Auf der anderen Seite ist der Manager davon überzeugt, dass „Stahl der Werkstoff der Zukunft ist. Wir haben weltweit eine wachsende Nachfrage nach Stahl. Photovoltaik, Baumaschinen, Wasserkraftwerke, Druck- und Kesselbau, neue Brücken – das alles geht nicht ohne Stahl.“ Auch die Mobilitäts- und Energiewende sei ohne Stahl nicht denkbar. Zudem sei er zu 100 Prozent recycelbar.

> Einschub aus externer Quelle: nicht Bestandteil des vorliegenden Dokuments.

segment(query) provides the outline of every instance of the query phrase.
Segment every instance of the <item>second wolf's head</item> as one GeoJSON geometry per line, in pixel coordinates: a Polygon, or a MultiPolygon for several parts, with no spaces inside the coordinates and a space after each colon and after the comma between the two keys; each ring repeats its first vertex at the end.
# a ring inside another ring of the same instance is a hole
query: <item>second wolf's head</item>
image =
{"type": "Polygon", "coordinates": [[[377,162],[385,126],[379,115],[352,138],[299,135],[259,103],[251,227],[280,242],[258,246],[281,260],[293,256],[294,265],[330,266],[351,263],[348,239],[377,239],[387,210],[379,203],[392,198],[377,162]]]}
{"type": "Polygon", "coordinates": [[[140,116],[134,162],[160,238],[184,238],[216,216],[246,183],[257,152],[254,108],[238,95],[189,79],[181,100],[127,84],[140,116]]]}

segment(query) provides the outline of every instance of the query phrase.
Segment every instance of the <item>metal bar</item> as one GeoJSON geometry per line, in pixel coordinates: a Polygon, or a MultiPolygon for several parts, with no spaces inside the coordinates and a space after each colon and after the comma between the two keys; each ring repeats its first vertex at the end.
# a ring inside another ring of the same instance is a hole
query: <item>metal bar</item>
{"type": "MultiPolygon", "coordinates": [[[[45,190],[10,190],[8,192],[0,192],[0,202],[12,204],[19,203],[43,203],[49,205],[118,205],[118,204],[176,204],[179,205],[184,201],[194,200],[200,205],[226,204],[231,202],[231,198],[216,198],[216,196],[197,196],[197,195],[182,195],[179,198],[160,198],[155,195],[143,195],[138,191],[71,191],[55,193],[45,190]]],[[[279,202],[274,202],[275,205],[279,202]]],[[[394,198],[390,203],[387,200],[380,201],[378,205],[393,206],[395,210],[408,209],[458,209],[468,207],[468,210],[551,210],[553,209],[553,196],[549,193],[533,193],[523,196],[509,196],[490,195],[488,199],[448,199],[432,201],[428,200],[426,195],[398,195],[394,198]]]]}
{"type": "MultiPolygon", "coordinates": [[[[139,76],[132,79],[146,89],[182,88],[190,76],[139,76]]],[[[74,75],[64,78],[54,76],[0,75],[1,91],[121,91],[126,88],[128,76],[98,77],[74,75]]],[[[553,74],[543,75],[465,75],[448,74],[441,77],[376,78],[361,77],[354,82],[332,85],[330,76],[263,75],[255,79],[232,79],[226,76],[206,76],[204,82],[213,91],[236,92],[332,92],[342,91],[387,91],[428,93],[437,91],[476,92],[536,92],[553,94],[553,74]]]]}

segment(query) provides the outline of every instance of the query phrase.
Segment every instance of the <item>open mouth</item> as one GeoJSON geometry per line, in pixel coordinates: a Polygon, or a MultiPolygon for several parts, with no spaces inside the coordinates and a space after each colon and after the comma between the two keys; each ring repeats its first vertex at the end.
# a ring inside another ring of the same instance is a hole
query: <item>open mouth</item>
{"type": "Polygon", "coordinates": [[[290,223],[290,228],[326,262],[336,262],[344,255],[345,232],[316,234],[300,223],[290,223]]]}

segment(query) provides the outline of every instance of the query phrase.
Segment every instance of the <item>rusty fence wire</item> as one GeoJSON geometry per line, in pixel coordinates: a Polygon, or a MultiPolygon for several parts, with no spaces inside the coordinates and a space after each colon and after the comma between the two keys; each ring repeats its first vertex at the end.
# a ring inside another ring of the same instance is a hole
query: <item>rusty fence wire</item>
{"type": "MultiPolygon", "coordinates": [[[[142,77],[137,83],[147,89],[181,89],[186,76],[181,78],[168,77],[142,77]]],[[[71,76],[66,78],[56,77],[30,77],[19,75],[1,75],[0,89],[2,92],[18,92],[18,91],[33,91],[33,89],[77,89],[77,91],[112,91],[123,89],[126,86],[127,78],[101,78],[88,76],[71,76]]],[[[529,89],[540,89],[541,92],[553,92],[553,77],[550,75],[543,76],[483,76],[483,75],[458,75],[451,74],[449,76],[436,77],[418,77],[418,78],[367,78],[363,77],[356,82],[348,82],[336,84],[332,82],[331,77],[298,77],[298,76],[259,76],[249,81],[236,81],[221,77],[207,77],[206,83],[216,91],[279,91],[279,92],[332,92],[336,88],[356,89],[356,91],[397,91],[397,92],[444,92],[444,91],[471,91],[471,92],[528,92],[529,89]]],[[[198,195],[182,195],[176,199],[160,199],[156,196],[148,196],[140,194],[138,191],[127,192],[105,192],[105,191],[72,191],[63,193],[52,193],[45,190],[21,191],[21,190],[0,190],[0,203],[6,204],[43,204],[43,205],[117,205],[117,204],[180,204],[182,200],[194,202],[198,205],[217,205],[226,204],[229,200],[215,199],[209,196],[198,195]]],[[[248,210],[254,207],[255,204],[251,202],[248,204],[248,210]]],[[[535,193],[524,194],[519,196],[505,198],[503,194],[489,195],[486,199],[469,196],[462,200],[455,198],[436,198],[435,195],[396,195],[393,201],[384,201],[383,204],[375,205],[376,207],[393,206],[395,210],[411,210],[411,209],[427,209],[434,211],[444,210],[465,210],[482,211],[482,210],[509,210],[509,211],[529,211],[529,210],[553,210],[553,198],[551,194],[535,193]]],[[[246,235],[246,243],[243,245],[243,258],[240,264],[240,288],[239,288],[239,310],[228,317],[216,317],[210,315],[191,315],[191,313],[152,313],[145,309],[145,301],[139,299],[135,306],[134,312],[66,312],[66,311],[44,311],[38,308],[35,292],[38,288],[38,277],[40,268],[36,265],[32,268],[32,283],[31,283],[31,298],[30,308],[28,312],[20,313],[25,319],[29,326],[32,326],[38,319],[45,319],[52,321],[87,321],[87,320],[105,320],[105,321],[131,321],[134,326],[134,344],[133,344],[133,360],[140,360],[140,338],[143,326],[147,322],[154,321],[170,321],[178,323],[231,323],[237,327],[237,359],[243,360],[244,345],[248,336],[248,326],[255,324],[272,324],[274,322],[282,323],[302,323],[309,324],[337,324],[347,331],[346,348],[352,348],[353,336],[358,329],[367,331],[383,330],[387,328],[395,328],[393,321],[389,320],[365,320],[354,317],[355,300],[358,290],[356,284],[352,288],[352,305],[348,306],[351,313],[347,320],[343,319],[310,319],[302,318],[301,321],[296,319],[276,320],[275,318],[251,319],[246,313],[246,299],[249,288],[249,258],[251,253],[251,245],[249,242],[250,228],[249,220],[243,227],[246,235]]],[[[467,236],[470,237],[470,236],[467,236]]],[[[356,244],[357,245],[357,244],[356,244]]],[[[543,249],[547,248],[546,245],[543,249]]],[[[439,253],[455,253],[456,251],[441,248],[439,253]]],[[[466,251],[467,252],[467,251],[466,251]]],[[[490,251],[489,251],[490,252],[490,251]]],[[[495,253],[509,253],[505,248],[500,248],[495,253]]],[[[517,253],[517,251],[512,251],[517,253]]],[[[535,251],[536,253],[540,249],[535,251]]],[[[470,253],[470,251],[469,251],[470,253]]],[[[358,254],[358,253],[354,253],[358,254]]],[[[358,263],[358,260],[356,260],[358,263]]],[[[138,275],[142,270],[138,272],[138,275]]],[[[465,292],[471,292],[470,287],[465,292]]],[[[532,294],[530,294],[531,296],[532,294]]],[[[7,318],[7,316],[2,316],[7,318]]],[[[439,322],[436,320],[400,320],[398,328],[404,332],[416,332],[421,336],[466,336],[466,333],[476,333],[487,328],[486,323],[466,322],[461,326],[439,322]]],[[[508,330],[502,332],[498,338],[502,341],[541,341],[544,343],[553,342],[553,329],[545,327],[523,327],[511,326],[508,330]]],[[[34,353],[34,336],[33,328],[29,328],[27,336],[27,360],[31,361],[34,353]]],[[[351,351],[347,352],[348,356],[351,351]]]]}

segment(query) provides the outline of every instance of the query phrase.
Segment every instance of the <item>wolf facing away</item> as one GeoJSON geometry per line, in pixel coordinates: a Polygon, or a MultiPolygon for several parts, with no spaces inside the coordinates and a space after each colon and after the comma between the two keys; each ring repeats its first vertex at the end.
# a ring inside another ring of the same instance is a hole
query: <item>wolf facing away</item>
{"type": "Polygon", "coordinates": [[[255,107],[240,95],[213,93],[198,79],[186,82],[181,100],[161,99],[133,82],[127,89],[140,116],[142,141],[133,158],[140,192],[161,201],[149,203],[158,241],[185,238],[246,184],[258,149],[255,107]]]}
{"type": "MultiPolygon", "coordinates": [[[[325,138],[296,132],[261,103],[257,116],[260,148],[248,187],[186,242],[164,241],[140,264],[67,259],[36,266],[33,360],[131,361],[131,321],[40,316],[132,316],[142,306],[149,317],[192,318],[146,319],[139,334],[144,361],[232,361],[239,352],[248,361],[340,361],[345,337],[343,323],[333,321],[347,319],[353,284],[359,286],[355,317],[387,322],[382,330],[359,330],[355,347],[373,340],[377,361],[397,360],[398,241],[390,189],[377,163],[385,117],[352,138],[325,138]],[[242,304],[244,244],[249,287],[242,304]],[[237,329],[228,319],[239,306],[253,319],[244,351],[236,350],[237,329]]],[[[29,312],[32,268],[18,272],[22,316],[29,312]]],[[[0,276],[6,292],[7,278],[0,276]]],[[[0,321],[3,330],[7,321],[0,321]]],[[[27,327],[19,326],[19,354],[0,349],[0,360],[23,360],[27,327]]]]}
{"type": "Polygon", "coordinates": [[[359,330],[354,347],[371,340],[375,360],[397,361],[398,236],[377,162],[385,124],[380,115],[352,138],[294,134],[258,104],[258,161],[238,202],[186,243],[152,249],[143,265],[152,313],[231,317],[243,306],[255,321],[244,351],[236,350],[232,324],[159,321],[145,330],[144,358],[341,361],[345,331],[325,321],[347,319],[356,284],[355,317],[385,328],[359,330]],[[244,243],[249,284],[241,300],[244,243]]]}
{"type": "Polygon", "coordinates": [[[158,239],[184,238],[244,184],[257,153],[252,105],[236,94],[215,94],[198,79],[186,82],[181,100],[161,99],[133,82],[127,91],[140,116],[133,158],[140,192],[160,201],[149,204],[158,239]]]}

 An dieser Entwicklung hätten auch die Saarländer einen wesentlichen Anteil. Die Saar-Konzerne hätten 2500 Produkte im Angebot, die immer höheren Ansprüchen genügen und von denen viele erst in den vergangenen Jahren entwickelt wurden. Die Dillinger Hütte und Saarstahl würden sich „in einem hervorragendem Umfeld“ bewegen. „Das ist ein Pfund, auf das wir aufsetzen können.“

Die technischen Herausforderungen bei der Umstellung auf „grünen Stahl“ seien allerdings enorm. Unter anderem sei der Energiebedarf riesig, wenn die Stahlproduktion auf Wasserstoff-Technologie umgesetzt werde. Allein die Stromnachfrage werde um ein Vielfaches höher als dies heute bereits der Fall sei. Auch der Zwischenschritt, Stahl aus Schrott mit Elektroöfen zu erzeugen, sei problematisch. „Dafür ist viel zu wenig Schrottstahl auf dem Markt.“

Tim Hartmann, Vorstandsvorsitzender von Dillinger Hütte und Saarstahl. Foto: Oliver Dietze

Die Stahlindustrie ist immer noch eine wichtige Branche an der Saar. Bei den beiden Unternehmen arbeiten rund 14 000 Mitarbeiter. Sie erwirtschaften einen Umsatz von rund 4,5 Milliarden Euro. Die Dillinger Hütte produzierte 2,33 Millionen Tonnen Rohstahl und etwa zwei Millionen Tonnen Grobbleche. Die Rohstahl-Fertigung von Saarstahl lag 2018 bei etwa 2,78 Millionen Tonnen. Das Roheisen beziehen sie aus den Dillinger Hochöfen der Rogesa, an dem die beiden Konzerne zu jeweils 50 Prozent beteiligt sind. Wegen der schwierigen Lage in der Stahlindustrie müssen die Unternehmen pro Jahr 250 Millionen Euro einsparen. Dazu sollen unter anderem 1500 Arbeitsplätze sozialverträglich abgebaut und rund 1000 Stellen ausgelagert werden.